Dr. Jerry Coyne takes up a movement to remove three statues of prominent leaders now deemed racist: Thomas Jefferson, Abraham Lincoln, and Winston Churchill.
The issue of what to do with statues celebrating flawed or even thoroughly odious people is not an easy one, though to some it seems simple: pull ’em down! But by so doing you are erasing history, and, as we all know, not all of history is pleasant. It pains us to remember much of it, but do we erase the pain by erasing the past? Remember, erasure of history was Winston Smith’s job in Orwell’s novel 1984. I’d hate to think that, four decades after the time of Orwell’s prognostications, we’re approaching this kind of erasure for real.
Now I don’t favor leaving all statues up, but I’m generally in favor of it with “contextualization” of the more problematic ones.

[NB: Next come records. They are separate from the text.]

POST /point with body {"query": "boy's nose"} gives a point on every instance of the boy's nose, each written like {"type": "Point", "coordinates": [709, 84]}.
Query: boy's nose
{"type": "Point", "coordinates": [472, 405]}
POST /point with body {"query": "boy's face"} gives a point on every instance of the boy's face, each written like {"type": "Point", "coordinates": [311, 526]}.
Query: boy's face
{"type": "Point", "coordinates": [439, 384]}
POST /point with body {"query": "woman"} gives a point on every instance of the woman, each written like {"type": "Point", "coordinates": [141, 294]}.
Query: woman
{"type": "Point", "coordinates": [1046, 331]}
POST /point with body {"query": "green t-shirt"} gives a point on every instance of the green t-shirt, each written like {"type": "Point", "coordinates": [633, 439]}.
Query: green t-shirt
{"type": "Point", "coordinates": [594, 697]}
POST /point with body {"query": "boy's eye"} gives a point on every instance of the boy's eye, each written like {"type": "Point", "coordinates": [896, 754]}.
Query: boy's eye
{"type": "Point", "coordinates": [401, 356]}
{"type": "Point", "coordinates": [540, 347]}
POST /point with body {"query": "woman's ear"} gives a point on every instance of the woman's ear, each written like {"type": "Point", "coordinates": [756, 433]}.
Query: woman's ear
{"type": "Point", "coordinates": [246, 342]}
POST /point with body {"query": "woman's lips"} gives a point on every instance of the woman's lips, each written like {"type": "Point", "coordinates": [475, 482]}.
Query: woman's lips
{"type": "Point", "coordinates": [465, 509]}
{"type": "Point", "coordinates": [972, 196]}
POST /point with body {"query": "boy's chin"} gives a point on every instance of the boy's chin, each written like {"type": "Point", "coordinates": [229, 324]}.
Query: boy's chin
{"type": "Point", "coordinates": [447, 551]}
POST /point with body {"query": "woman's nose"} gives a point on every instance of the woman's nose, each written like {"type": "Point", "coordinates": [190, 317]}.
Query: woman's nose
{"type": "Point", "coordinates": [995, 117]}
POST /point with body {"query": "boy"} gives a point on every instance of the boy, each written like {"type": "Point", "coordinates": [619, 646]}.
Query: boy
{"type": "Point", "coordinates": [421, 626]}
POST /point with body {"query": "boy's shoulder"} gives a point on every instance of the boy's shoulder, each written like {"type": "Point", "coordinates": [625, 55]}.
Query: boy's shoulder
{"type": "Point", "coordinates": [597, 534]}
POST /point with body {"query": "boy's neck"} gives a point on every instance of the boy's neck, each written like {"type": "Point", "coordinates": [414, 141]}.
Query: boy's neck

As a (secular) Jew, I still wouldn’t call for a statue of Hitler to be removed, but simply contextualized, perhaps with the kind of memorial to exterminated Jews that one sees in Israel or in the Pere Lachaise Cemetery in Paris.
I’m not sure I know what Coyne means by ‘contextualized,’ but it sounds a lot like my idea that these statues should be turned into outdoor museum exhibits that properly locate these figures in their time and place.
Monticello exhibits the spirit of what I have in mind with its recognition of Sally Hemings’ role in Jefferson’s life, about which:
They were Jefferson’s children.
In recognizing that, and restoring Hemings’ room and providing a more accurate picture of Jefferson’s life, we should not transform his relationship with Hemings into a Forbidden Grand Passion. Hemings was a slave, Jeffferson’s property, and his sexual relationship with her probably began when Hemings was in her mid-teens — possibly as young as 14-years old, and almost certainly by the time she was 16-years old. She was certainly not his intellectual peer or presentable as a companion in that time and place. Though it may be the case that a bond of affection formed over the years, it’s difficult to imagine how that affection could have overcome the bald fact that he owned her and could visit her for sexual release whenever it suited him; the close proximity to his bedroom was probably no more than a device for assuring his exclusive and convenient access.
Good for Monticello and Yale, then, for understanding that we can learn from history only when we see it clearly.
There is no nice way to say it: There is more than a whiff of infantilism about these relentless demands that Jefferson et. al. be stricken from public memory and cast into Outer Darkness.
Reality is messy, complicated, and obliges leaders to navigate strenuously opposed forces. Rather than sniffishly condemning them for their imperfections, about which we ought to be mindful, we should marvel that they accomplished all that they did.